Pluralism is the recognition that no single issue, internal faction or political  party can usher in a Good Society alone. The Labour Party, of course, will need to play a central role if we are to transform our country. But why exclude those from other progressive traditions who can deepen and enrich such a project, just as Keynes and Beveridge did for Labour in 1945? 

Yet the Labour leadership appears to have rejected this approach in pursuit of internal factional dominance of the party. The leadership has subcontracted control of the party to Labour First, the most orthodox, hardline, Labour faction, to determine candidates and decide who and who is not a member. Such a monoculture is unprecedented in Labour history. This approach might work in opposition, but will come with a significant downside in government; an inability to create alliances and tap into wider sources of energy to bolster the when in power.

The leadership needs to change track. Modern politics demands a diversity of views and solutions that one small section of one party simply can’t deliver. If we go into office with this narrow governing mentality the fear is we simply won’t have the bandwidth to cope with the complexity of issues thrown at us.

Last week, staff at cross-party campaigns group Compass, an organisation of which I am a board member, handed in a petition to Labour HQ to warn the party against taking its current exclusionary approach into government. 12,000 people signed the petition calling for the party to embrace a pluralist culture for the sake of our country and highlighting that a better future will only be negotiated by all of us, not imposed from the top-down. Compass, which turns 20 this year, has been defending this tradition since its inception. 

Respect, tolerance and pluralism represent our party’s core values. This reality was understood by Tony Blair.  Every leader before Keir Starmer has accepted a broad cohabitation of traditions – it’s what we call Labour’s ‘broad church’. The suppression of certain traditions such as those advanced by Compass, simply narrows the congregation so that it becomes unwelcoming or actively hostile to any who don’t fit the dominant ideological mould.

Of course, factions have always existed and competed for power within the Labour, and they will no doubt continue to – such is the nature of politics. But Labour has always maintained a basic understanding that other views are relevant, are historically rooted  and  provide necessary balance.

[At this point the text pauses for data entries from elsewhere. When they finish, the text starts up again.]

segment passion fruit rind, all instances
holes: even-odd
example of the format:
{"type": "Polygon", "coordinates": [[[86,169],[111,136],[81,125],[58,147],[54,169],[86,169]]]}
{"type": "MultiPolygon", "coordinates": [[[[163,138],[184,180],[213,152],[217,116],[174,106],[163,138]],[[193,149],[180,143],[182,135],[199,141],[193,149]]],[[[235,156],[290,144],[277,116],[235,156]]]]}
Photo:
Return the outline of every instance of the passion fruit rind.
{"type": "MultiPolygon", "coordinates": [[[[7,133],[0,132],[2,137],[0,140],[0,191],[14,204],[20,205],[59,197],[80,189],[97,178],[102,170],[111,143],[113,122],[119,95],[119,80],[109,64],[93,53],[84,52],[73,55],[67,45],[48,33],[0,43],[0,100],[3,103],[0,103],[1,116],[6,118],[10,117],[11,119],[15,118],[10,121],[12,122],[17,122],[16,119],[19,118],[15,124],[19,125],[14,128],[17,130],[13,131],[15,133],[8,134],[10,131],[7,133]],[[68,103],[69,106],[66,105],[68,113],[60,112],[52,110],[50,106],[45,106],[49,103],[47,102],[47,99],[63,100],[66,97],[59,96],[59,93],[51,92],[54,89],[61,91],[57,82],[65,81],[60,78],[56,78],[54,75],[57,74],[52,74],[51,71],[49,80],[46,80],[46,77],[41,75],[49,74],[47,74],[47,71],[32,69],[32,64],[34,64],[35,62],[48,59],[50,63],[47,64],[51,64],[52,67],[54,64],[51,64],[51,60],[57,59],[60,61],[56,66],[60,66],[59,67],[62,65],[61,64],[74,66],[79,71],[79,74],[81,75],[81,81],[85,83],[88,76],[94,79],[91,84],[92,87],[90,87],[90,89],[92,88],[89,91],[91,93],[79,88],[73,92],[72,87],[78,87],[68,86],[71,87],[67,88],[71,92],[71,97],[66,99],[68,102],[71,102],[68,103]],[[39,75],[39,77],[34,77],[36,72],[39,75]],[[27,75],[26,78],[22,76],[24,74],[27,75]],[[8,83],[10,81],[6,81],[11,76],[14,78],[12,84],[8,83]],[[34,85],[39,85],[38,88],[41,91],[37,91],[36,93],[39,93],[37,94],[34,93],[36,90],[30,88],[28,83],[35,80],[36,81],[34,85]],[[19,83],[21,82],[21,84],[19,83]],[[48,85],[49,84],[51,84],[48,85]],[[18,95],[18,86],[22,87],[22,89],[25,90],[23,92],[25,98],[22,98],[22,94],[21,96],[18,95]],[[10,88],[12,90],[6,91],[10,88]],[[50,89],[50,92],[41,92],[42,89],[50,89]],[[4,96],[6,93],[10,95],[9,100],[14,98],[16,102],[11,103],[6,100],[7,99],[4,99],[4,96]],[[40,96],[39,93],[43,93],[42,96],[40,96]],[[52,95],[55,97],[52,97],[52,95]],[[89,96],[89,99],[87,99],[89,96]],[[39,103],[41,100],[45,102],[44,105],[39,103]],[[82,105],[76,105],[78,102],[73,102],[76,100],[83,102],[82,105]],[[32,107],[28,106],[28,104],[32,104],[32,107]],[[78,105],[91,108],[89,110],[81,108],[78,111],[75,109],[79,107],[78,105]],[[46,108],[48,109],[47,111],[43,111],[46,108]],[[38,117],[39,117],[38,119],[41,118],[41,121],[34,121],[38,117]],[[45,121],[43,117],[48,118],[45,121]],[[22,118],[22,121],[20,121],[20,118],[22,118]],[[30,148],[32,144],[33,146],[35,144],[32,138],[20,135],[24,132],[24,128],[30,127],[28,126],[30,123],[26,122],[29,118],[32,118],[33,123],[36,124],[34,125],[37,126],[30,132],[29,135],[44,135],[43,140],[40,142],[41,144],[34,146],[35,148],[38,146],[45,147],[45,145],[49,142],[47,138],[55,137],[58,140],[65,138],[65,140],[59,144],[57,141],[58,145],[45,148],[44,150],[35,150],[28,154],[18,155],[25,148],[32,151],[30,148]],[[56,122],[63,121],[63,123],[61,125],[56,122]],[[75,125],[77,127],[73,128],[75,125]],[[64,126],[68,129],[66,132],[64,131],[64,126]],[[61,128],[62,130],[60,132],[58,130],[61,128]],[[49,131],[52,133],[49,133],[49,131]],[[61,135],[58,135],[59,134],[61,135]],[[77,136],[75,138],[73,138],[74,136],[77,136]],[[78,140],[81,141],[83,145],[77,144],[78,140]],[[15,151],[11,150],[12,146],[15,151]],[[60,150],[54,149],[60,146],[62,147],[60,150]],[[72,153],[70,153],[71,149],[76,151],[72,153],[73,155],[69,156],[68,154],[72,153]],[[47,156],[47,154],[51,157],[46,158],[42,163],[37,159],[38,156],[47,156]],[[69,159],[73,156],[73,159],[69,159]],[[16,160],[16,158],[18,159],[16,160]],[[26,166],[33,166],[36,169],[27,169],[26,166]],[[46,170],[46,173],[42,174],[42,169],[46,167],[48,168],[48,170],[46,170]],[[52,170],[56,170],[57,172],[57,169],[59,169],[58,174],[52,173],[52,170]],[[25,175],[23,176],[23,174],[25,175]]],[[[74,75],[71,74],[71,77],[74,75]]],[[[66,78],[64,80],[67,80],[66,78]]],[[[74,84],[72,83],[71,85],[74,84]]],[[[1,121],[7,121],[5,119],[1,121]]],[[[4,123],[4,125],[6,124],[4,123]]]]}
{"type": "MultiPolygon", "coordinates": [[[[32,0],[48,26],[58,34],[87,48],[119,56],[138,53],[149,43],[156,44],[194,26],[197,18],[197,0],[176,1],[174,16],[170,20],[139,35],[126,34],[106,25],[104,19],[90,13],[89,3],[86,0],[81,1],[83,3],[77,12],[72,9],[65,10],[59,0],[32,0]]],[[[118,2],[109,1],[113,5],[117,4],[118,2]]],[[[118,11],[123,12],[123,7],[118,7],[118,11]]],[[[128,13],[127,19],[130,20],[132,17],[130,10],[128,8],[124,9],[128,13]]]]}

The threatened expulsion of Neal Lawson is just one recent example of this leadership’s excesses. But this egregious overreach extends far beyond one case – many others have now been thrown out of the party, banned from standing as candidates or driven out by a culture of intolerance. Membership of our party has dropped dramatically over the last few years.  

Labour’s proud history of pluralism is in danger of being threatened just when our party and the country needs it most.